A majority of college students overestimate the alcohol consumption of their peers, according to a new study.

The study, published in Journal of Studies on Alcohol, found that over 70 percent of 76,000 college students at 130 U.S. colleges and universities overestimate the alcohol consumption of their peers.

Such misperceptions effect individual alcohol consumption, according to the study, which revealed a direct correlation between the student’s perception of the campus drinking norm and the student’s personal alcohol consumption.

A student’s perception of how much his peers drink is a much stronger predictor of a student’s alcohol consumption than the actual drinking norm on the student’s campus, according to the study as reported by HealthDay News.

For each one-drink increase in a student’s perception of the norm, there is nearly a one-half drink increase in personal consumption as predicted by the study.

But a one drink increase in the actual norm only increased the average consumed drinks by a third of a drink.

The study found that 61 percent of the students at the school with the highest drinking norm overestimated it.

Perception is also a stronger predictor of alcohol consumption than gender and other predictors.

At schools with where most students did not drink, 21 percent of students correctly perceived that the typical student did not drink, and 60 percent thought it was common for fellow students to drink three or more alcoholic beverages at a social event.

At schools where students drank an average of four drinks at a party, the study found that 37 percent of students overestimated that norm by one or two drinks, and an additional 34 percent overestimated the norm even more.
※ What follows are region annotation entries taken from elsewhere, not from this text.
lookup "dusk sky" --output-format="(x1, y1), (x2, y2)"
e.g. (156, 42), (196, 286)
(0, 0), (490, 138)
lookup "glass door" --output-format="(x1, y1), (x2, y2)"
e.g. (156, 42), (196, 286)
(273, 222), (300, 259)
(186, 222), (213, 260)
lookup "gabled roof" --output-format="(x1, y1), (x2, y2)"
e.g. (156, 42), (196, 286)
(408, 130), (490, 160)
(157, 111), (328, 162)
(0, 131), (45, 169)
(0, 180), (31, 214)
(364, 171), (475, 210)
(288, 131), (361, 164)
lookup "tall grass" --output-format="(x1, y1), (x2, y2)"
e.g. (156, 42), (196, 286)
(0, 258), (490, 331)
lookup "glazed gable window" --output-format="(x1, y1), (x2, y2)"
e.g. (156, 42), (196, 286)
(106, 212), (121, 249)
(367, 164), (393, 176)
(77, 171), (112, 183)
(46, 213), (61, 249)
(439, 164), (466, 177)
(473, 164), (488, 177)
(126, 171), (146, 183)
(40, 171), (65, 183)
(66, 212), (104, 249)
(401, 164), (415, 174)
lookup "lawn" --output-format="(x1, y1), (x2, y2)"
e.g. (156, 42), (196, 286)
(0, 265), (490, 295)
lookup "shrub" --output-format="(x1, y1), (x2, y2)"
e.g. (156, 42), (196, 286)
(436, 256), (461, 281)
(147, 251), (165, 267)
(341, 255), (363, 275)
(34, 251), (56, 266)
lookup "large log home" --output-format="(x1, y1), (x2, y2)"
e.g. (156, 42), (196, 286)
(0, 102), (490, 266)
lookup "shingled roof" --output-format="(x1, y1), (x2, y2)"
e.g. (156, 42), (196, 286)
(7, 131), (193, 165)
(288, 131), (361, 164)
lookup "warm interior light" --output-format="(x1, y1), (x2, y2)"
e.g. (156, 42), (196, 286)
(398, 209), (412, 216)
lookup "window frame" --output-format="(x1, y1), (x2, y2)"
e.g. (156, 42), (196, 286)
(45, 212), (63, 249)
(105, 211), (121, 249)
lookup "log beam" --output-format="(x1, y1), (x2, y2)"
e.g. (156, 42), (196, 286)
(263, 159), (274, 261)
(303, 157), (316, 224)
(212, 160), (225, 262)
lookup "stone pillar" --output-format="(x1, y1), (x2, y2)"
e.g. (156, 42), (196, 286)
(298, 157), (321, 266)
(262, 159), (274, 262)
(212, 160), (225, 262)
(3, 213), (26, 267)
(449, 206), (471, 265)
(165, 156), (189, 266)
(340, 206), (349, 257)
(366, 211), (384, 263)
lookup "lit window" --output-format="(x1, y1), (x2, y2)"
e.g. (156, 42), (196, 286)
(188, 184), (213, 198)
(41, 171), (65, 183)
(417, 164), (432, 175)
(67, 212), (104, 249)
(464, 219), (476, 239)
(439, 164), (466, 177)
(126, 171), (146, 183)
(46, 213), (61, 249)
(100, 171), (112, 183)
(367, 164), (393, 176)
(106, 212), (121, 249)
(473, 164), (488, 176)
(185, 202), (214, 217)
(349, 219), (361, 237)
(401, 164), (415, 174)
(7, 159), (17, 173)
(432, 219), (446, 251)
According to HealthDay News, the study found that school programs to prevent misperceptions about drinking norms could deter negative consequences of alcohol consumption, such as fighting, self-harm and unprotected sex as well as decrease the amount of alcohol consumed.

Study respondents from schools with no programs to change perception were more than one-third as likely to have an estimated peak blood-alcohol level of 0.08 percent or higher than respondents from schools with such programs.